Under nitrogen protection, styrene (3.95 g, 38 mmol), 4-vinylbenzylamine (0.51 g, 3.8 mmol) and AIBN (0.045 g, 0.27 mmol) were dissolved in DMF in a constant temperature oil bath at 70 °C The reaction was stirred for 20 hours. The reaction mixture was then cooled to room temperature and the crude polymer product was dissolved in dichloromethane and purified by precipitation in cold methanol. The product was vacuum dried at 40° C. for 24 hours to obtain PS-NH ₂ (yield: 2.9 g, 65%). ¹ H NMR (CDCl ₃ , ppm): 6.3-7.2 (C ₆ H ₄ and C ₆ H ₅ ); 4.4 (C ₆ H ₄ CH ₂ NH ₂ ); 1.1-2.2 (polymer backbone). The weight-average molecular weight of amino-modified polystyrene was 4.580×10 ^-4 g/mol, and the relative mass distribution index was 1.38.

Example 3

Preparation of (PS-NH ₂ /pyrene)/G-NH ₂ Electrospinning Thin Film Sensor

0.4 g of pyrene and 1.6 g of amino-modified polystyrene (PS-NH ₂ ) were dissolved in 10 mL of a mixed solution of N,N-dimethylformamide and tetrahydrofuran (DMF:TNF=3:1), 25 Stir at °C for 12 h to obtain a pyrene-doped PS- _NH2 electrospinning solution. This spinning solution was placed in a syringe, the air bubbles in it were discharged, the needle was connected to the positive high-voltage line, the glass sheet was stuck on the receiving roller, the spinning voltage was 20KV, the receiving distance was 20cm, and the syringe was injected with a bolus of 0.04mm/min speed, 25°C, and received for a certain time to prepare electrospinning films.

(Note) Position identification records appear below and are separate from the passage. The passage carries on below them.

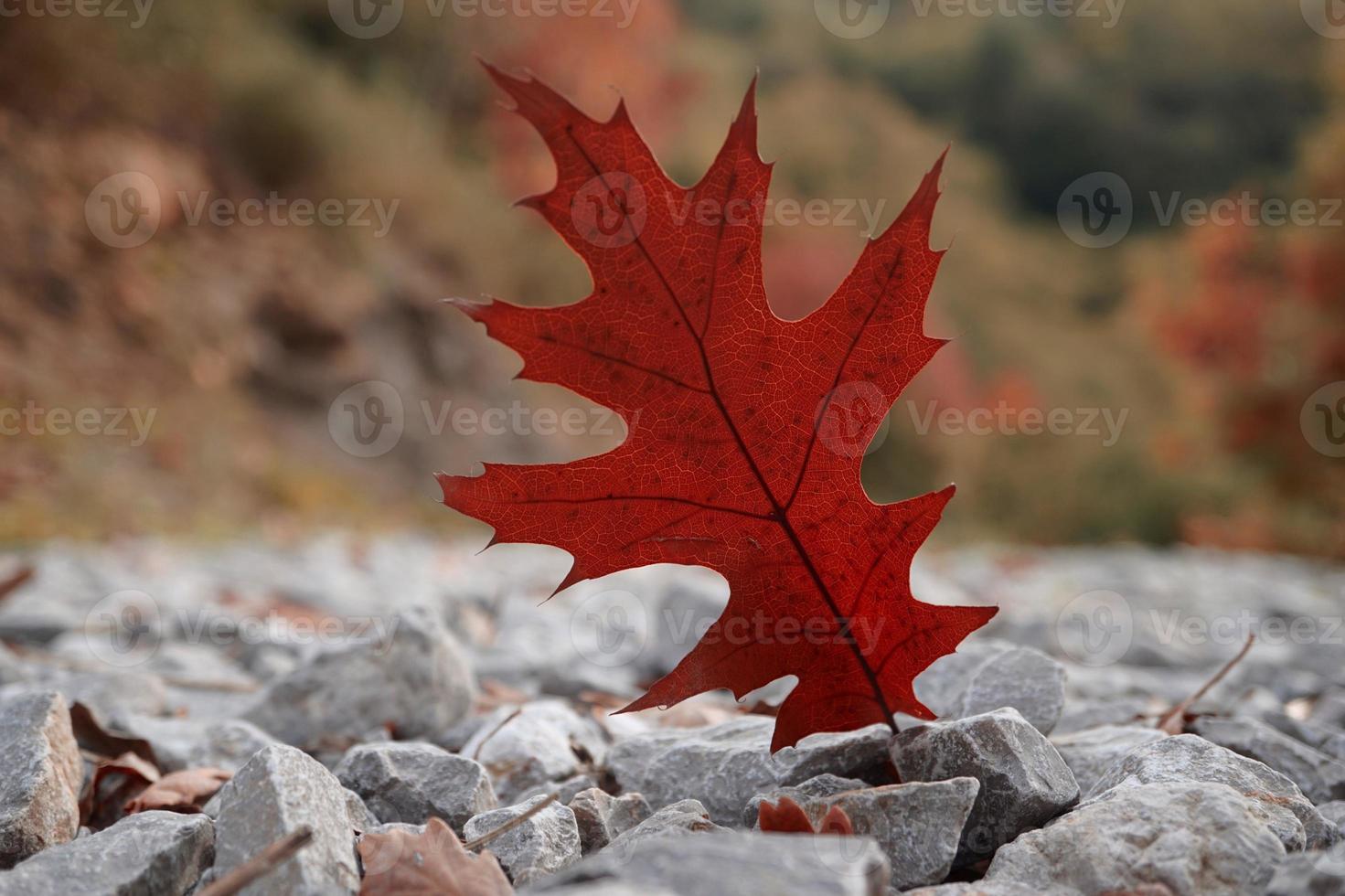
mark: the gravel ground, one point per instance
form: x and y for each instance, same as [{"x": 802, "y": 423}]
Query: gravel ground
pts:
[{"x": 359, "y": 687}]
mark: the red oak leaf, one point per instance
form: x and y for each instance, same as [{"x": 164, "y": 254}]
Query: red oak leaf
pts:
[{"x": 745, "y": 432}]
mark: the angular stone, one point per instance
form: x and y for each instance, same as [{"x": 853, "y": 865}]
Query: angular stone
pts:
[
  {"x": 678, "y": 819},
  {"x": 811, "y": 790},
  {"x": 1329, "y": 710},
  {"x": 1319, "y": 873},
  {"x": 917, "y": 825},
  {"x": 276, "y": 793},
  {"x": 187, "y": 742},
  {"x": 1327, "y": 741},
  {"x": 1319, "y": 776},
  {"x": 534, "y": 744},
  {"x": 940, "y": 687},
  {"x": 542, "y": 845},
  {"x": 1091, "y": 752},
  {"x": 1022, "y": 678},
  {"x": 564, "y": 790},
  {"x": 744, "y": 864},
  {"x": 725, "y": 766},
  {"x": 1083, "y": 713},
  {"x": 413, "y": 681},
  {"x": 1190, "y": 759},
  {"x": 1193, "y": 838},
  {"x": 1024, "y": 782},
  {"x": 600, "y": 816},
  {"x": 40, "y": 775},
  {"x": 162, "y": 853},
  {"x": 414, "y": 782}
]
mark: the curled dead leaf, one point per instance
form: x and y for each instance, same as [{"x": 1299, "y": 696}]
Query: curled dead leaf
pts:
[
  {"x": 432, "y": 862},
  {"x": 787, "y": 816},
  {"x": 185, "y": 791}
]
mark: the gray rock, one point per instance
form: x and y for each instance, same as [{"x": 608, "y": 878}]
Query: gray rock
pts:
[
  {"x": 744, "y": 864},
  {"x": 40, "y": 773},
  {"x": 917, "y": 825},
  {"x": 1082, "y": 713},
  {"x": 145, "y": 853},
  {"x": 413, "y": 681},
  {"x": 1190, "y": 759},
  {"x": 564, "y": 790},
  {"x": 542, "y": 845},
  {"x": 981, "y": 888},
  {"x": 1319, "y": 776},
  {"x": 12, "y": 670},
  {"x": 1319, "y": 873},
  {"x": 411, "y": 782},
  {"x": 600, "y": 816},
  {"x": 803, "y": 794},
  {"x": 534, "y": 744},
  {"x": 678, "y": 819},
  {"x": 276, "y": 793},
  {"x": 1091, "y": 752},
  {"x": 358, "y": 814},
  {"x": 1022, "y": 678},
  {"x": 113, "y": 693},
  {"x": 940, "y": 687},
  {"x": 1329, "y": 710},
  {"x": 1327, "y": 741},
  {"x": 725, "y": 766},
  {"x": 187, "y": 742},
  {"x": 1024, "y": 782},
  {"x": 1194, "y": 838}
]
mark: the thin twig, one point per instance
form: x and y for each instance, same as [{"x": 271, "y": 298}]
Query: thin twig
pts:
[
  {"x": 1174, "y": 720},
  {"x": 507, "y": 827},
  {"x": 262, "y": 864},
  {"x": 476, "y": 753}
]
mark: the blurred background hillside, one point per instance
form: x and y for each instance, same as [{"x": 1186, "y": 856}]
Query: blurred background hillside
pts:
[{"x": 1204, "y": 339}]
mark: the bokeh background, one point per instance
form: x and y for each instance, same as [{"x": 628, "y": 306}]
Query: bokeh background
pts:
[{"x": 1210, "y": 338}]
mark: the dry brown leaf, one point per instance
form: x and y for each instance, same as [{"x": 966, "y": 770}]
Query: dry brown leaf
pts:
[
  {"x": 111, "y": 786},
  {"x": 91, "y": 736},
  {"x": 185, "y": 791},
  {"x": 15, "y": 580},
  {"x": 433, "y": 862}
]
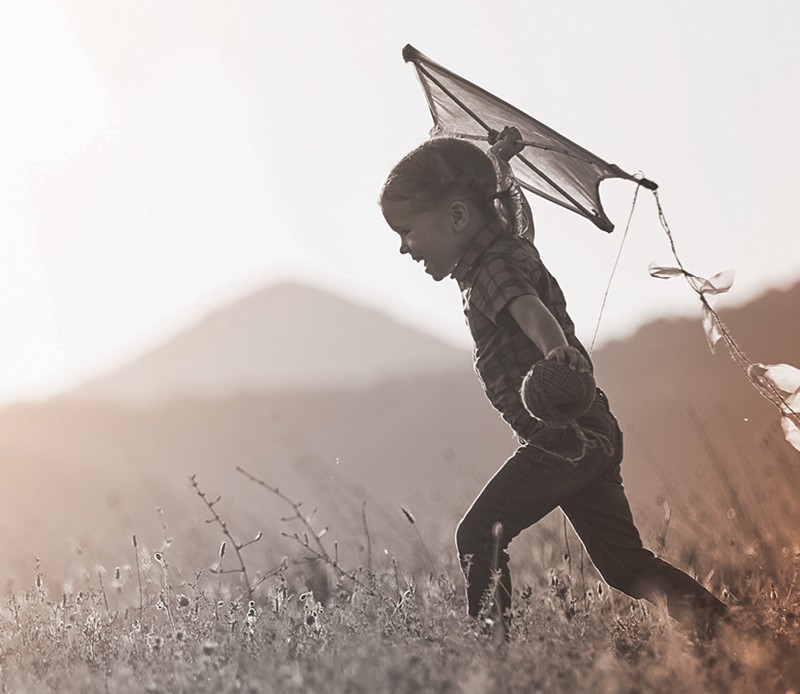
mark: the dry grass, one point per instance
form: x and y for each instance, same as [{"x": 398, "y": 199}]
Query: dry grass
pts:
[{"x": 164, "y": 624}]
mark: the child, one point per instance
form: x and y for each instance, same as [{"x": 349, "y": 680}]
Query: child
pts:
[{"x": 440, "y": 199}]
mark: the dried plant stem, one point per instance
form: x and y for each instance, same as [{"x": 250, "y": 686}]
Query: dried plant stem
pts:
[
  {"x": 319, "y": 552},
  {"x": 568, "y": 554},
  {"x": 366, "y": 533},
  {"x": 215, "y": 518},
  {"x": 139, "y": 577}
]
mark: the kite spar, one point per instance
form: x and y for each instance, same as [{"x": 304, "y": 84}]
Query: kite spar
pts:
[
  {"x": 563, "y": 172},
  {"x": 551, "y": 166}
]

The prepared electrospinning film sensor was placed in a vacuum drying oven and dried at 60 °C for 12 h to remove residual organic solvents.

Example 4

Detection of gas phase TNT by sensors

First, place 100 g of the nitroaromatic compound to be tested on the bottom of the cuvette, and cover the object to be tested with a piece of filter paper of a suitable size to prevent the sensor from directly touching the object to be tested. Then, the cuvette was sealed and placed at room temperature for 12 hours to ensure that the nitroaromatic hydrocarbons in the cuvette reached the saturated vapor pressure. After that, the cuvette was placed in the F-4600 fluorescence spectrophotometer, and the prepared sensor was placed in the cuvette facing the excitation light source for testing, and data was collected every 30s.

Example 5

The PS-NH ₂ /pyrene mixed solution was used as the spinning solution, and the nanofiber film was prepared by electrospinning technology. The spinning time was 10 hours, and the spinning film was peeled off for use. Then take three identical petri dishes and fill them with sand. Take 0.5 g of DNT, TNT and PA respectively and bury them in soil at a depth of 1 cm. At 40°C for 24 hours, the purpose is to allow the nitroaromatic explosive gas diffusion to simulate the real environment. Afterwards, the PS- _NH2 fluorescent nanofiber membranes were covered on the soil surfaces of the three petri dishes and left at room temperature for 5 hours. Then, the petri dish was placed under UV light to observe the detection of nitroaromatic explosives by PS-NH ₂ /pyrene electrospinning membrane.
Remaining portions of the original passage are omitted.